Their Argie Tango to ‘Montserrat’, another haunting tune, was stunning. She wore blood red. He wore blood red, pants and shirt though why he didn’t have matching shoes is anyone’s guess. They were black and white, straight from the golf shop. The key to this dance, apart from it supposedly being freestyle which it never is, is the rapport between the two dancers. He is on the money, she the game. And there was plenty of rapport, so much so, that she could have been described as like a rash and you sense that she would have done it for free such was her enthusiasm. In the midst of this lust fest there was plenty of precision, beautiful lines and intensity.
The people’s champion is Abbey and if justice prevails next week she will be taking the Glitter Ball Trophy home to the Crouch household, the only chance of that house seeing any silverware this season. In her last seven dances she has averaged over 37 and there is no real weakness in her armoury, her Latin strong, her ballroom refined, this week scoring 39 for a sensational Samba and the same for a succulent Smooth.
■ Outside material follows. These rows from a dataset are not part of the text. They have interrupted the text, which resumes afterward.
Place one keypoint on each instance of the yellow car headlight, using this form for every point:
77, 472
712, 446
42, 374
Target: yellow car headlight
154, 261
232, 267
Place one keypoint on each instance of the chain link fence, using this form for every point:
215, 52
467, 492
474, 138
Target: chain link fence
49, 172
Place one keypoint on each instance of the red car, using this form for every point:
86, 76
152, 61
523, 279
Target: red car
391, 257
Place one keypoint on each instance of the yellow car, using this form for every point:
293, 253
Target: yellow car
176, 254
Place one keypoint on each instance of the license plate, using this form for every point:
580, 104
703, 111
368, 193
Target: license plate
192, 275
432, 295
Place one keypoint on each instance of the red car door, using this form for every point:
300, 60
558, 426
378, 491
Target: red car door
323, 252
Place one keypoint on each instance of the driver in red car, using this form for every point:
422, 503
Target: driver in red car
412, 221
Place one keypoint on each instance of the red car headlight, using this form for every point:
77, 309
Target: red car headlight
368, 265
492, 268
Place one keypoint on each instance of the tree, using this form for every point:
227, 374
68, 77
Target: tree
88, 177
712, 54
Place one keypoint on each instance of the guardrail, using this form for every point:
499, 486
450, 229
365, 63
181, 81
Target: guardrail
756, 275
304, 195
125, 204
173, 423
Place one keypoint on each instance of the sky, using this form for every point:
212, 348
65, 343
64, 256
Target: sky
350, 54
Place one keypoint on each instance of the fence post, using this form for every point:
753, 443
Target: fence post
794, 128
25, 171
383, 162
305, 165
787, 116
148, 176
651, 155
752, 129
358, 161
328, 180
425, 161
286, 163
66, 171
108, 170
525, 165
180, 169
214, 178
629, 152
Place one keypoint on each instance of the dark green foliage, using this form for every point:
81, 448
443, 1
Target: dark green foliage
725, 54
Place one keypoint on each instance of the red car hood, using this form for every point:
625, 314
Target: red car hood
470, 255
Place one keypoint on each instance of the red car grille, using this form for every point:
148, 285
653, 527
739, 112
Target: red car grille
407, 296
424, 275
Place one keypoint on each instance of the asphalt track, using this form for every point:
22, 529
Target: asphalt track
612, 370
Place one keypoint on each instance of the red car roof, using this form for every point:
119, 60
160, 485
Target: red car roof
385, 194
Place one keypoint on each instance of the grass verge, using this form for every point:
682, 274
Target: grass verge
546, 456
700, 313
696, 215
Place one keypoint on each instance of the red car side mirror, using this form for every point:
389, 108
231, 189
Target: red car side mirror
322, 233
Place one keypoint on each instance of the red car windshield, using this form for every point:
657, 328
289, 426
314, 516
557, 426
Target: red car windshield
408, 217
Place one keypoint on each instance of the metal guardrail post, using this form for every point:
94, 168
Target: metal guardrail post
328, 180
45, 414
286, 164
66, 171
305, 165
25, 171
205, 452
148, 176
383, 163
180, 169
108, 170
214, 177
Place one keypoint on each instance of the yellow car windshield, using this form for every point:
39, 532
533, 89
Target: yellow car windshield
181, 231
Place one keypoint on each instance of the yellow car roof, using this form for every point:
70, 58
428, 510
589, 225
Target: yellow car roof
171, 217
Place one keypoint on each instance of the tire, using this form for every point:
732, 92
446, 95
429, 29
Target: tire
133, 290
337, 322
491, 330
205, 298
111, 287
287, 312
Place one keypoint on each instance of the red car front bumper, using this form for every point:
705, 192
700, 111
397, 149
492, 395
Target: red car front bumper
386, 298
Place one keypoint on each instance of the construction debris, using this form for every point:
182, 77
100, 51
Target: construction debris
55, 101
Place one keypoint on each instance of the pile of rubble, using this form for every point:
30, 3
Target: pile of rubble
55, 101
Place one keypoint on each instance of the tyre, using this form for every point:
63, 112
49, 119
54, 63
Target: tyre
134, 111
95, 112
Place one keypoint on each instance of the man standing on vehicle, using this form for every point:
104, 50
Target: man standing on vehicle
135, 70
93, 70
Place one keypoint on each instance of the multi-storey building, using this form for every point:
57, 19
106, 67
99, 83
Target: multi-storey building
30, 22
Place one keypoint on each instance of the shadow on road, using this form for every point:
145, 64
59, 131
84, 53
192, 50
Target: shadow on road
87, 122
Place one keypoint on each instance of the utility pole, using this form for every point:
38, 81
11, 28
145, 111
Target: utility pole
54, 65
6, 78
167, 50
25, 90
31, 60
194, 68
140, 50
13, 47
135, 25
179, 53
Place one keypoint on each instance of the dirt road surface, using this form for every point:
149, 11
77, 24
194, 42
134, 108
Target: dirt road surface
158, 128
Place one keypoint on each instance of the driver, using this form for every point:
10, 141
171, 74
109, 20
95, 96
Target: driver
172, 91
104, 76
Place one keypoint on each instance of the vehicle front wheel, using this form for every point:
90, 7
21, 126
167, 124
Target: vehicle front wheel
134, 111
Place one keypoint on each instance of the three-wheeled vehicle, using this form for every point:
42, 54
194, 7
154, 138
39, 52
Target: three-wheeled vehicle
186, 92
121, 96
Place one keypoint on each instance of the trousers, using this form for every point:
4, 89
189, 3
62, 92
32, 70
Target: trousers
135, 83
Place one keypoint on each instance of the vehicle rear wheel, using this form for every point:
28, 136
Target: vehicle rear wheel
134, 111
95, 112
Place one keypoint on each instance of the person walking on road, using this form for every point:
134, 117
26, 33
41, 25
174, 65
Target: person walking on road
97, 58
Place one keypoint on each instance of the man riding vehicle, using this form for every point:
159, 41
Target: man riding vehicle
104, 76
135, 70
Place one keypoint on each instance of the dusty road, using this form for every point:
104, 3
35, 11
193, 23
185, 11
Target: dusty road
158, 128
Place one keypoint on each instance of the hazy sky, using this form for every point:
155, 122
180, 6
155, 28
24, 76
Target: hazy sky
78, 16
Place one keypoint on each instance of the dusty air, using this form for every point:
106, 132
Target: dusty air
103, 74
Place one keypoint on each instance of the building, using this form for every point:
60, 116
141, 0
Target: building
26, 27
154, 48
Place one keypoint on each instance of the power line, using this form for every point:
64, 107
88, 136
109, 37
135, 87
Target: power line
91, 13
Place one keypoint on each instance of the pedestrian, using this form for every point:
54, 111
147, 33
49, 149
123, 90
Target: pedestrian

The Samba, the carnival dance from Rio, the city where George Michael wrote ‘Faith’. True that, honest. Thinking he was the Fonz Ali Ash started the routine next to the juke box wearing jeans, vest and shirt. Must be cold in that studio. In truth he looked like the ‘plumber’ in a porn movie. Abbey wore sky blue and she fizzed all the way through in spite of the producers not using the duck tape I posted for her mouth.
Her tempo is natural, her timing smart, her funn infectious, so much so that Bruno gushed and gushed and gushed, almost sending him back in the closet. Craig decided that the dance was ‘really, truly amazing’. Why then only a nine? He did it again when she Smoothed someone really taking the biscuit by putting ‘Sweet Caroline’ on the play list. How much duck tape can a man need, this song better suited to a bar full of revellers pretending that they like Neil Diamond?
The dance began with both dancers beneath an arch of pink balloons, the first nervous dance at the High School Prom. We didn’t have a prom just an end of term disco. We never had anyone as stunning as that at school either. If we had I’d have organised the prom meself.Of course Abbey danced with style though juddgies picked up on her sickle feet during the lifts. Couldn’t see that from my vantage point. But just remember the style. The choreography wasn’t desperately challenging but she matched it all with aplomb, her beaming face, her beautiful smile, oh, for that tape. This Smooth was that, a nice standing turn, some steps a bit chintzy, and her core during the lifts proved invaluable, four turns to left reversed to the right without her feet touching the ground, truly spectacular.
Shame the song wasn’t called ‘Sweet Abbey’.
Better write to Neil Diamond and get him onto it.